I shift in my seat when we see the doors open. A familiar redhead walks in slowly. Dad immediately stands up to embrace her as she already had tears in her eyes.

"I'm ok," she whispers. She looks over at James and takes in a deep breath.

"Don't stress dear." My grandma chimes in. "It's not good for the baby."

Autumn nods her head and sits down beside James, and didn't say a word. Just sat and stared.

I finally stood up and mumbled, "I'm going to the restroom."

Granted I didn't know where the restroom was, I just needed to get out of there for a second. I decide to walk outside and get some fresh air.

I lean against the wall and stare out. How many people leaned against this wall, hopeless? I bet it's too many to count.

I bet that the same exact thought ran through their mind. It's a crazy world. Things work in circles. Everything's related to something and something is somehow related to everything.

In the distance I see a familiar figure walk up to the doors. They had high heels on and what looked like business attire.

"Andria, I didn't know you'd be out here?" That voice that belonged to the women asked.

"He's my brother." I say blankly to Sara.

"I meant out here, outside." She said.

I shrug my shoulders, as I look down at the ground. I didn't hesitate to ask,"Why are you here?"

"I want to be here for your father. I know that this is hard for him." She takes a break before adding on, "and for you. I feel like this just topped off everything, especially with your father dating now, and-"

"I came out here to be alone." I cut her off by answering her first question. I could tell that my response took her back.
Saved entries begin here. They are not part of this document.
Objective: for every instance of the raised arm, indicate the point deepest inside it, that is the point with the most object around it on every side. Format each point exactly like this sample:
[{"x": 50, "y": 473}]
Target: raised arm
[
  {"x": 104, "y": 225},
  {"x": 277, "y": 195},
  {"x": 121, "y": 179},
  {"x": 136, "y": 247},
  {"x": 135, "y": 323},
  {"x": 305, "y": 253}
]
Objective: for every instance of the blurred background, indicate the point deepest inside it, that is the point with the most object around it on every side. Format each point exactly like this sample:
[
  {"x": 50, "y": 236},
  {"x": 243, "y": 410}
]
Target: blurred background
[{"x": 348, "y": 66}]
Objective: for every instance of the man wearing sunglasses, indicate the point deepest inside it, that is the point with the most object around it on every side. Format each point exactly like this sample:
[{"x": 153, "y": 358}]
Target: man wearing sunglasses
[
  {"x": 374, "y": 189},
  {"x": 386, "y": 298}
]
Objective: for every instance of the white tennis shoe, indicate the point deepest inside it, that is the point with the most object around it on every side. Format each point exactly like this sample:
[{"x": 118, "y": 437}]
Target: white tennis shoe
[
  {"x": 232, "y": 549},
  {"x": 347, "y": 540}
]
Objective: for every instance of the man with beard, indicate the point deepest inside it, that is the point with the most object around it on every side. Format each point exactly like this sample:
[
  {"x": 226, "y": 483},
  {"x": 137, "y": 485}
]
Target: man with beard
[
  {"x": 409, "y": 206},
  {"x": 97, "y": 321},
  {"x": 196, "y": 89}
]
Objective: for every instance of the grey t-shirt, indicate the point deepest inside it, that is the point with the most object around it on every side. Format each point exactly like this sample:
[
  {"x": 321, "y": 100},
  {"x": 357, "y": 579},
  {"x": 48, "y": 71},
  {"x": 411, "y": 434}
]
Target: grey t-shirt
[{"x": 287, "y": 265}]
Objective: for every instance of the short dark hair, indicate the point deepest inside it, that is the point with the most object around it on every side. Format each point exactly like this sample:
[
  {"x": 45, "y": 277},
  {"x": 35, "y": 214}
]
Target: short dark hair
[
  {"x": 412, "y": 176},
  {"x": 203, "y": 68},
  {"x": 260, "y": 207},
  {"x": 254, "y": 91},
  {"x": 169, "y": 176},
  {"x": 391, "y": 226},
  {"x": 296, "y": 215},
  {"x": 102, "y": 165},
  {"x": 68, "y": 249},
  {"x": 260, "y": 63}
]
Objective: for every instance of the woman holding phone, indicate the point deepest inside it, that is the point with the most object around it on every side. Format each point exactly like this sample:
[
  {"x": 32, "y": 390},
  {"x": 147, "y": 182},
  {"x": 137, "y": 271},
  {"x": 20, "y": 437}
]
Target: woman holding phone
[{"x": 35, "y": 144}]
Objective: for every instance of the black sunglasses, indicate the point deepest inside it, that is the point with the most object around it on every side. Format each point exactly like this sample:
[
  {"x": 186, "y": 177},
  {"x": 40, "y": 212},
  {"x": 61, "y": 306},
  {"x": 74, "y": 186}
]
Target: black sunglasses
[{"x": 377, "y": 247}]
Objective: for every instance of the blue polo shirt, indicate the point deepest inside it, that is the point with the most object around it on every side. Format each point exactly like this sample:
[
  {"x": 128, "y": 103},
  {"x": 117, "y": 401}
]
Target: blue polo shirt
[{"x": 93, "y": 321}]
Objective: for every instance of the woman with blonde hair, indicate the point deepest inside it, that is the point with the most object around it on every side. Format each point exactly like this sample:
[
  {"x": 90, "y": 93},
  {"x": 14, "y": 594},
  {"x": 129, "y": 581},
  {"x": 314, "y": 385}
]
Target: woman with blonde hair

But that was the truth. "I just need to be alone." I say quietly with m voice shaking.

"Of course," she says quietly as her hand went to my shoulder. "He'll be ok, Andi." And with that she walked inside.

I was still unsure about whether or not I liked her or not. At some moments I was fine with her, and at others, I couldn't stand her.

I felt tears start to form in the back of my eyes but I blinked them away, not wanting to deal with the stares from people walking in and out of the hospital.

But for some reason at that moment, I couldn't hold the tears back anymore. It was too hard.